In short: things were broken, things were scarred, but a determined effort is in progress to put some of them right.
That's how it goes in a lot of arenas, really.
- Makoto Kino has posed:
Makoto is occupying the kitchen this afternoon, in accordance with a habit not much altered by relocation to an alternate part of the floor. Most of the actual kitchen work is done at this point, though. She's trying her hand at tagine, albeit without the traditional clay cookpot that shares the name; it's simmering on the stovetop, fragrant with spices, and Mako is just now finishing the last of the cleanup, wiping down the counter where she'd been working.
She's been quiet, though that hasn't exactly been an unusual state of affairs the past month or so.
With no particular lead-in, she looks up from the clean counter towards Kunzite, forehead creasing as her brows draw together. "You were talking to Ami-chan a while back," she says, more or less out of nowhere, "about looking into what happened to Mamoru-niisan's parents. Have you been able to find anything out yet?"
- Kunzite has posed:
The day in which Kunzite will object to quiet is a rare thing indeed. The more so since there's a routine of sorts beginning to develop -- he's had time to begin to know Makoto's habits in the kitchen, to begin to be able to guess where she'll want to be and when, what will hold her attention, what can be quietly taken out of her way and dealt with and what she'll be alarmed to find missing. Still an assistant, but beginning to be more like an assistant who is also a ghost.
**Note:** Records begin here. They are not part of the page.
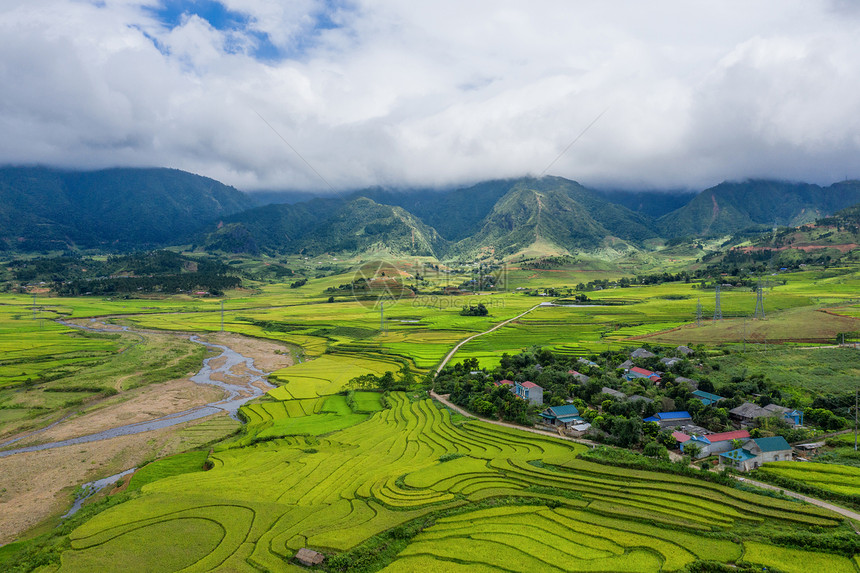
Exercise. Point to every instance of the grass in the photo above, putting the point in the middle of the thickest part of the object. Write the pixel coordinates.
(338, 491)
(796, 560)
(341, 473)
(830, 477)
(174, 465)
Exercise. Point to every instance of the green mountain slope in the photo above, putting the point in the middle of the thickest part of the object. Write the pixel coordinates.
(732, 207)
(115, 209)
(326, 226)
(553, 214)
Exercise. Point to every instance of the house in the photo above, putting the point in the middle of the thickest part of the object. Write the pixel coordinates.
(793, 417)
(564, 416)
(715, 443)
(529, 391)
(756, 452)
(747, 412)
(680, 437)
(707, 398)
(637, 372)
(579, 377)
(613, 393)
(670, 419)
(642, 353)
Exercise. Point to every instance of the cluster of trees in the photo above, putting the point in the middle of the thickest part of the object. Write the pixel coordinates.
(404, 380)
(618, 421)
(472, 310)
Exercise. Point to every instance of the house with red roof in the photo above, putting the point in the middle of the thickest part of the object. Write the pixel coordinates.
(637, 372)
(716, 443)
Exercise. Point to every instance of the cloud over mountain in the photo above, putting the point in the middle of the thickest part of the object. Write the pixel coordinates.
(439, 93)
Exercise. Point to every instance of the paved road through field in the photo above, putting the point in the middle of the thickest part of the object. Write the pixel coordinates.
(474, 336)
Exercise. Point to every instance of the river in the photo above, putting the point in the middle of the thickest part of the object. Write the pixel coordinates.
(236, 397)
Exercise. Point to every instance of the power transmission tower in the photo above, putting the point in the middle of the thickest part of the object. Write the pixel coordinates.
(759, 301)
(699, 312)
(718, 311)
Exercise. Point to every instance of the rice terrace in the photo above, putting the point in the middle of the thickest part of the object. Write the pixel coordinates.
(347, 455)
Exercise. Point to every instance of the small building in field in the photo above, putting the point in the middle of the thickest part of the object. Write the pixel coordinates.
(747, 412)
(680, 437)
(636, 372)
(642, 353)
(614, 393)
(715, 443)
(529, 391)
(309, 557)
(565, 416)
(579, 377)
(756, 452)
(793, 417)
(670, 419)
(707, 398)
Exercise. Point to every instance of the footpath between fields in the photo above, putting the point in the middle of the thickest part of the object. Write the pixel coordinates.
(814, 501)
(443, 398)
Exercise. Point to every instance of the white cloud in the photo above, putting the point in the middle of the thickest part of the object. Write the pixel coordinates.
(421, 93)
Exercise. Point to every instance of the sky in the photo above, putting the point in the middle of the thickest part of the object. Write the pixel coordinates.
(330, 95)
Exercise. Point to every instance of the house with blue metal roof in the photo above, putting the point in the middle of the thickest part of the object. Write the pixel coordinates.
(756, 452)
(670, 419)
(707, 398)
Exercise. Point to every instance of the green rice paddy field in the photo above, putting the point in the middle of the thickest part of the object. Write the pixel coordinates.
(350, 474)
(511, 501)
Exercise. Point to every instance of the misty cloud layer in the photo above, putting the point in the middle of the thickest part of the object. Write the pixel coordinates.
(437, 93)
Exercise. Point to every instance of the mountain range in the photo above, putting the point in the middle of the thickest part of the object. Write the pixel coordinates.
(44, 209)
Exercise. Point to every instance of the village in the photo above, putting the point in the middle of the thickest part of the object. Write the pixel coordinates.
(643, 402)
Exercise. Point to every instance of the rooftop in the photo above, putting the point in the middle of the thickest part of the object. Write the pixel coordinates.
(566, 410)
(775, 444)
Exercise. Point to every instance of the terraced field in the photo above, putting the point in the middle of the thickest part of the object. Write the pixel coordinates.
(510, 501)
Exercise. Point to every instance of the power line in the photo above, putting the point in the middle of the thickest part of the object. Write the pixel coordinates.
(323, 179)
(718, 311)
(569, 145)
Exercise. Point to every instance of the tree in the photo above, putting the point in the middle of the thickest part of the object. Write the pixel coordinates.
(692, 450)
(651, 429)
(655, 450)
When she's not inclined to talk, that is.
Dishes are drying, therefore, without her intervention; ingredients have been put away. Her look upward catches him glancing over the kitchen to see what might have been forgotten. (Answer: nothing. it's Makoto.) And that the topic is out of nowhere doesn't slow his response. "Nothing new, so far," he says. "But that's not a surprise. We've had other problems. And if there is anything there, it will take time, most likely. Newer things will happen, connections show themselves. Besides. If we're fortunate, then there simply won't be anything to find."
- Makoto Kino has posed:
"...yeah." It's a subdued murmur, and Makoto looks down again, uncomfortable, but the counter is spotless and there's no busywork left to occupy herself with. Soon enough, she draws in a breath and makes herself look up again.
"Has he told you anything about why I live by myself?" She asks it as though the two subjects are related.
- Kunzite has posed:
"He hasn't said anything. But you're his sister." As if that meant something specific. Kunzite has leaned back against the counter, hands braced on its edge; he's looking at nothing in particular in the middle of the kitchen, not turning his gaze on her. "But there've been other things said." By her. By her warped and doomed doppelganger. "Enough to understand a little."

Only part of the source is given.